Re: httrack
wetroof said:
I'm just creating this thread, but I will probably post more if I get to exploring the program.
httrack is a command-line program which runs a mac / linux computers. It crawls/trawls (lol) the internet, certain websites etcetera, and downloads the pages into a browser viewable format(s). I figure if parts of the internet go down in the future, this might be a useful tool. The main motivation I had for downloading the program and learning how to use it, which should be fairly simple, is that I had the idea to download the entire cassiopaea.org website along with the forums here. This raises some ethical questions however. The program does allow bandwidth limits, which is a good thing. Anyways thats all, I'll probably get back with some more information later.
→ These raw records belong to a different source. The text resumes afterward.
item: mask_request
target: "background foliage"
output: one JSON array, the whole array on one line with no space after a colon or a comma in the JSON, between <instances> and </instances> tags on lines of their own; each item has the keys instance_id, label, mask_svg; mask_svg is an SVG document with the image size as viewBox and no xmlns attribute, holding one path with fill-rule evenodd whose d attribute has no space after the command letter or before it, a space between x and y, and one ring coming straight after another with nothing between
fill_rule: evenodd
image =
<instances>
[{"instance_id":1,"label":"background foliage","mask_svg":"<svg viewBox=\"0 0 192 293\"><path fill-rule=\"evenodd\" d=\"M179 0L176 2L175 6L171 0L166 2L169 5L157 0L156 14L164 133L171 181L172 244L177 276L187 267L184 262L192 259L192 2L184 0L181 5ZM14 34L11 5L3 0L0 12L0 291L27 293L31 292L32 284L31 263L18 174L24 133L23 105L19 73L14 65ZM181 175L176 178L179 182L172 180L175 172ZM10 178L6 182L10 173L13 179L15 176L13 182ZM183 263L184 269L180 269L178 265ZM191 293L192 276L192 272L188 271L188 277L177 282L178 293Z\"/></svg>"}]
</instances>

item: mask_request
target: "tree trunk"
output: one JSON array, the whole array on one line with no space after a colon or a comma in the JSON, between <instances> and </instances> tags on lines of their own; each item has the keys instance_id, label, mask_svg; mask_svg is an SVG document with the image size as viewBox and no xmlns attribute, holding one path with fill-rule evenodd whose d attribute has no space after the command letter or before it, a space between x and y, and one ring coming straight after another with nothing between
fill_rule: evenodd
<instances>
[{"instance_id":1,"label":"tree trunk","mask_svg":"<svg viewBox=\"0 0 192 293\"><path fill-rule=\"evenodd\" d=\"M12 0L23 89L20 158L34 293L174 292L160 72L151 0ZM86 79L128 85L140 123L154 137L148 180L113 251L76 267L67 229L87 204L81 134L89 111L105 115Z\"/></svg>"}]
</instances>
About two months ago I used WinHTTrack to download the forum, Cass site the Cass glossary for the cases where I won't have internet access. Don't know if Mac/Linux version has the same settings, but it is advisable to set bandwidth limits just as a courtesy and because you don't know if it will eat all the bandwidth or overload the server. It will probably also depend on how many people are copying the site at the same time. I even had a scare at one point where the forum was inaccessible due to a server problem and thought that perhaps it was my fault.
But apparently it was not.
But this taught me that it is best to always ask first, especially if there are several people doing the download.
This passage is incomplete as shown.